Lideranças do Congresso têm pressionado o petista a manter o esquema construído pelo governo Bolsonaro, que garantiu ao relator do orçamento e aos presidentes da Câmara e do Senado poderes para ditar a destinação de bilhões de reais em emendas. Caso o Supremo julgue esse mecanismo inconstitucional, o novo governo do PT poderá construir uma nova lógica de governabilidade sem precisar entrar num embate com os parlamentares para cessar os repasses via orçamento secreto.
No Supremo, assessores com trânsito na Presidência afirmam que Rosa deve ouvir as demandas de Lula sem apresentar entraves de antemão. A avaliação na Corte é de que cabe ao presidente eleito apresentar suas preocupações com processos em tramitação em vez de Rosa expor o que pretende levar a julgamento no ano que vem. A ministra já indicou a pessoas de sua confiança que pode levar ao plenário, ainda este ano, as ações sobre o orçamento secreto, mas que antes disso é preciso dar tempo para "a política conversar" e chegar aos próprios entendimentos sobre o futuro desse mecanismo.
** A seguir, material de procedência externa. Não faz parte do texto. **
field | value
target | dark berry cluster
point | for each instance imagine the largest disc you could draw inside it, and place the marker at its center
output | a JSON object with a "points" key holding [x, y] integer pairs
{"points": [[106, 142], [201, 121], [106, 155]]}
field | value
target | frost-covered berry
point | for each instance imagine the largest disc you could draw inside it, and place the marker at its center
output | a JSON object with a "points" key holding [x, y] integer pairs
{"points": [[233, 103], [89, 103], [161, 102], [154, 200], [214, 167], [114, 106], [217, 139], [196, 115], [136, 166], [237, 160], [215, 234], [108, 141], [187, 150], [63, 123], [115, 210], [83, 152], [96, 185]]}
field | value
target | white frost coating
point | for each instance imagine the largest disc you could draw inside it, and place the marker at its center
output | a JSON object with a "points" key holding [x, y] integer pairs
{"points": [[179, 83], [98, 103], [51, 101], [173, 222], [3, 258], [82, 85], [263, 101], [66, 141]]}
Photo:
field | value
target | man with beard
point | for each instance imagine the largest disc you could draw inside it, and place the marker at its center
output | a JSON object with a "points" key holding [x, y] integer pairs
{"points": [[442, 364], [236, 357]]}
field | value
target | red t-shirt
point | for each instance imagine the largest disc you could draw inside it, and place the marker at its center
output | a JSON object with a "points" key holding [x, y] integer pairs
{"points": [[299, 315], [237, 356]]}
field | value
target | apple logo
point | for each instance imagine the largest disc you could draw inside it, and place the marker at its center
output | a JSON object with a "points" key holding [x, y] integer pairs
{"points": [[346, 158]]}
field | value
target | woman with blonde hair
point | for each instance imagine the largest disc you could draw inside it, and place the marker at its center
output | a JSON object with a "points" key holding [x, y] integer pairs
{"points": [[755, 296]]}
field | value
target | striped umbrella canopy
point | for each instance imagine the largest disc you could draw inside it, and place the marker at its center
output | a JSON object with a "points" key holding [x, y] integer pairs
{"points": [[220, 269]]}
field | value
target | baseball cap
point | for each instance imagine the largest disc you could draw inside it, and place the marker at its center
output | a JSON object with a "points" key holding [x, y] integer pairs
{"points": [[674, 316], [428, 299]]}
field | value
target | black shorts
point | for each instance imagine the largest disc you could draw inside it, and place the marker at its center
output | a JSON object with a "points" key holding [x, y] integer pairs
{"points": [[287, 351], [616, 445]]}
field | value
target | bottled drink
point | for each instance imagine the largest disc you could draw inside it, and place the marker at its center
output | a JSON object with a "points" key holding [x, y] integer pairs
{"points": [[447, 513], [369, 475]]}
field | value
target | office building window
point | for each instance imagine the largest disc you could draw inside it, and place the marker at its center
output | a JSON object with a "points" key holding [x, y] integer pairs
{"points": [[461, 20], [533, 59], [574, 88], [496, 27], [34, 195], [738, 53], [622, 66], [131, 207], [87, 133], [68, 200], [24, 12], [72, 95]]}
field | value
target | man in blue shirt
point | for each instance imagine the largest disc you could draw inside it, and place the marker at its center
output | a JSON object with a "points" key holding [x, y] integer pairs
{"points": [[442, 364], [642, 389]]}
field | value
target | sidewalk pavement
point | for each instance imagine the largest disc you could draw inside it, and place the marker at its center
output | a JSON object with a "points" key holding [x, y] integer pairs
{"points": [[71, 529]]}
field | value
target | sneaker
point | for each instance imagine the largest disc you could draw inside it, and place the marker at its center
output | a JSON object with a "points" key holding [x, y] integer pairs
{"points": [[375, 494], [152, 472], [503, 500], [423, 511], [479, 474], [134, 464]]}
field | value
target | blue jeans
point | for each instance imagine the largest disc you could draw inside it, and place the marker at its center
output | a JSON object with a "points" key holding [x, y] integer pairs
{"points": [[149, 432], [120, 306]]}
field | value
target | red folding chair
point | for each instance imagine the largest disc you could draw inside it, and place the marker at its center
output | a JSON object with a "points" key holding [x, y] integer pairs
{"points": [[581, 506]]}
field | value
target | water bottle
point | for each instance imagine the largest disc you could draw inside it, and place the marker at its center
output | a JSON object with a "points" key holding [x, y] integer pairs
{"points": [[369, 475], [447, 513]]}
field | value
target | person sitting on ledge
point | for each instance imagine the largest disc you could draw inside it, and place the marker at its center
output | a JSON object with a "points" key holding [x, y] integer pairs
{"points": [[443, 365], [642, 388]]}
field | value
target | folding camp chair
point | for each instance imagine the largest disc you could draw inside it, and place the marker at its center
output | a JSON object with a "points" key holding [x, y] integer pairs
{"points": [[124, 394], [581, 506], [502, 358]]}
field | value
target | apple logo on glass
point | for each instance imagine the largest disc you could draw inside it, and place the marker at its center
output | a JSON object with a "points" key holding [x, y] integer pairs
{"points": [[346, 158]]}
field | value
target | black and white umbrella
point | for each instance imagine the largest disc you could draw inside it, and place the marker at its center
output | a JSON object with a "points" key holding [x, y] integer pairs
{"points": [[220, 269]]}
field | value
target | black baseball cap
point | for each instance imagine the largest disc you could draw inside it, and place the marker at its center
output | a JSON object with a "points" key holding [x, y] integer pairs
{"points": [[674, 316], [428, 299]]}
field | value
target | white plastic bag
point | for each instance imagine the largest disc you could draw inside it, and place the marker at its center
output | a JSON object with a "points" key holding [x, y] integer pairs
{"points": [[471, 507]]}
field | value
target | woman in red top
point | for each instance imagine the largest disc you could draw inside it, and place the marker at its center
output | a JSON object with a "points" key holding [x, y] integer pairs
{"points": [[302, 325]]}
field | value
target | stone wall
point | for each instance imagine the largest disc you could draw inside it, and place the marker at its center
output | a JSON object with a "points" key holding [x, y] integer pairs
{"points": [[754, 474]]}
Além do orçamento secreto, Rosa manteve sob sua relatoria a ação que trata do marco temporal para demarcações de terras indígenas; pauta estratégica para o novo governo Lula Em setembro, Rosa prometeu a um grupo de indígenas que incluiria o julgamento desse caso no cronograma de votações do ano que vem. As discussões sobre o tema foram adiadas repetidas vezes durante a presidência de Luiz Fux por causa dos ataques de Bolsonaro e seus apoiadores à Corte. O presidente chegou a dizer que não cumpriria eventual decisão dos ministros que fosse contrária a existência do marco temporal.
O chamado marco temporal defende que os povos aldeados só podem ocupar as terras reconhecidas e demarcadas na data da aprovação da Constituição, em outubro de 1988. Coletivos e grupamentos indígenas apoiaram maciçamente a campanha do PT. Durante a campanha, Lula prometeu criar o Ministério dos Povos Originários, a ser ocupado por um índio, o que fará dessa votação no Supremo uma agenda importante do próximo governo.
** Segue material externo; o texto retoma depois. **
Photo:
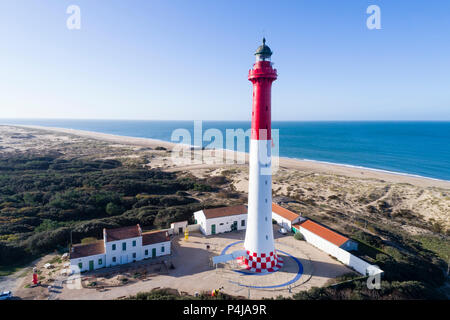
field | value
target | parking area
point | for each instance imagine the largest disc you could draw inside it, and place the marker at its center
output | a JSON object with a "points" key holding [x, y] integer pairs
{"points": [[193, 272]]}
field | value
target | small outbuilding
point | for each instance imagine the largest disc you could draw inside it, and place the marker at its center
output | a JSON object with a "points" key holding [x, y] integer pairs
{"points": [[284, 217], [179, 227], [221, 220]]}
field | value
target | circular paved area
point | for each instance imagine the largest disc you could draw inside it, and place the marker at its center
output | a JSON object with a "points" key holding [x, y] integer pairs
{"points": [[288, 276]]}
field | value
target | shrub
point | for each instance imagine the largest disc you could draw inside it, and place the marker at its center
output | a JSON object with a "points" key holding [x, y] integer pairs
{"points": [[298, 236]]}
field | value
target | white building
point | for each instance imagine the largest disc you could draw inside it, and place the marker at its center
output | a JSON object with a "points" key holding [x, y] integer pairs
{"points": [[120, 246], [179, 227], [335, 245], [284, 217], [220, 220]]}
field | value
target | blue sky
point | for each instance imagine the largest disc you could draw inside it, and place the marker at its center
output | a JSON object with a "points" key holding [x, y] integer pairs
{"points": [[188, 60]]}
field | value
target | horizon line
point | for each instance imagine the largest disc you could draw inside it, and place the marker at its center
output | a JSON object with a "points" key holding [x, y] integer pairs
{"points": [[230, 120]]}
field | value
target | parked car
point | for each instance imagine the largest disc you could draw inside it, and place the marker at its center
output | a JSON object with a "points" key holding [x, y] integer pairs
{"points": [[5, 295]]}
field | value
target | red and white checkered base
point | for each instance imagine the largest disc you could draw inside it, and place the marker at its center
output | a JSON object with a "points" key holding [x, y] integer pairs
{"points": [[261, 263]]}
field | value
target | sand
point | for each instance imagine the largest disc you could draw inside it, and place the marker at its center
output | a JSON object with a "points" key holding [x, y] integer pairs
{"points": [[328, 192], [284, 162]]}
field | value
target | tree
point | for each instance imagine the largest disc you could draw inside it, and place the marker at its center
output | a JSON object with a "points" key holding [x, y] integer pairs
{"points": [[113, 209]]}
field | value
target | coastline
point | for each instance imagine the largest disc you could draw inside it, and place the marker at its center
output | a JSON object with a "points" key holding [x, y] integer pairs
{"points": [[284, 162]]}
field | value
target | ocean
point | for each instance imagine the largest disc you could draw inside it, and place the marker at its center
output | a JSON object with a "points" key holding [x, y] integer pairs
{"points": [[413, 148]]}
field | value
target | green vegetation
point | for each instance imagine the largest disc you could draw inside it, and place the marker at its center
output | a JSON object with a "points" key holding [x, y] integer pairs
{"points": [[43, 199], [298, 236], [172, 294]]}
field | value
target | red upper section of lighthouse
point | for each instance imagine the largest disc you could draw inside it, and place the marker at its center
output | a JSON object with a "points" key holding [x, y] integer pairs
{"points": [[262, 75]]}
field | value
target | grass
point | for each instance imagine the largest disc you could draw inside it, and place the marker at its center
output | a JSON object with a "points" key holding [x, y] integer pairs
{"points": [[10, 269], [438, 245]]}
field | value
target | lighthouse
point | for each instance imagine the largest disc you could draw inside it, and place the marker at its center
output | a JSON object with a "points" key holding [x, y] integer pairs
{"points": [[259, 245]]}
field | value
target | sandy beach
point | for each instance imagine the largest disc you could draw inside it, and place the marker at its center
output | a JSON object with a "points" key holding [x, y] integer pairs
{"points": [[320, 190], [284, 162]]}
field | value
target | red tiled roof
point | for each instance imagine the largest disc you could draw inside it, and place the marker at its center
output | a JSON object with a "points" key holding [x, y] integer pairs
{"points": [[323, 232], [123, 233], [155, 237], [84, 250], [225, 211], [285, 213]]}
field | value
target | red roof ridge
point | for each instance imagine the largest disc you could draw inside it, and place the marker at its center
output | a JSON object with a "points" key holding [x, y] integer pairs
{"points": [[285, 213], [225, 211], [323, 232]]}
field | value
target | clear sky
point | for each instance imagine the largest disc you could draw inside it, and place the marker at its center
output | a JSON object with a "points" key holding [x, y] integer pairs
{"points": [[189, 59]]}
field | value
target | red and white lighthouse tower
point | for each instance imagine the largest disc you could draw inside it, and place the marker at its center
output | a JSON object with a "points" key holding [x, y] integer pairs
{"points": [[259, 244]]}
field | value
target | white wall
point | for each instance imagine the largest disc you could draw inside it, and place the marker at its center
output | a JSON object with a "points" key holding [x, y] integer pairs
{"points": [[285, 223], [343, 256], [223, 224], [158, 247], [176, 225], [85, 262], [123, 256]]}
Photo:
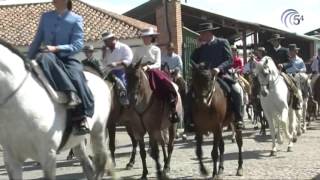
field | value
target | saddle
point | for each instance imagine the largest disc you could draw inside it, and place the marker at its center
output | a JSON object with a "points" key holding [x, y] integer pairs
{"points": [[295, 98], [56, 96]]}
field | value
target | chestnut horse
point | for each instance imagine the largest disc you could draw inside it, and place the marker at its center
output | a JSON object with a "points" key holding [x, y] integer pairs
{"points": [[211, 110], [152, 117]]}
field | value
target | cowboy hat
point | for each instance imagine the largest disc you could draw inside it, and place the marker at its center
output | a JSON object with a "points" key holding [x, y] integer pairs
{"points": [[275, 37], [148, 32], [107, 35], [88, 48], [206, 27], [293, 47]]}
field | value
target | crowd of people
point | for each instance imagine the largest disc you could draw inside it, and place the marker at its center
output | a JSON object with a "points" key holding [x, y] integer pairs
{"points": [[61, 31]]}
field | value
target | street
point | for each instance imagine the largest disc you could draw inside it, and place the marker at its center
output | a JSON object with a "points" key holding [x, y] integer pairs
{"points": [[302, 163]]}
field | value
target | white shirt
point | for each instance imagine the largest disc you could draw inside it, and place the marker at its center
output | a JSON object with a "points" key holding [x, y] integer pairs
{"points": [[174, 62], [148, 53], [121, 52], [315, 64]]}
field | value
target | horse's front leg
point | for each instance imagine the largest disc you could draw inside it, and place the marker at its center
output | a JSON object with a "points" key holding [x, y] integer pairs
{"points": [[13, 166], [155, 156], [87, 165], [143, 155], [134, 148], [112, 136], [199, 140], [172, 135], [240, 160], [214, 153]]}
Além disso, o tema é central para a nova política de desenvolvimento sustentável que Lula tenta construir, pois, uma vez reconhecida a existência do marco temporal, áreas hoje sob controle indígena passariam a ser geridas pela União e por entes privados, o que pode representar uma nova escalada do desmatamento e garimpo ilegal.
Outra pauta de que chama a atenção do PT no Supremo é a ação que pede a descriminalização do aborto até a 12ª semana de gestação. Esse tema causou desgaste a Lula durante a campanha eleitoral. O presidente eleito chegou a defender o procedimento como questão de saúde pública e autonomia das mulheres, mas teve de recuar após a repercussão negativa dos comentários. Com a pauta voltando ao debate público em julgamento no Supremo no ano que vem, é possível que o novo governo Lula sofra revezes de popularidade, ainda mais se o PT apoiar a medida, que é defendida historicamente por setores feministas do partido.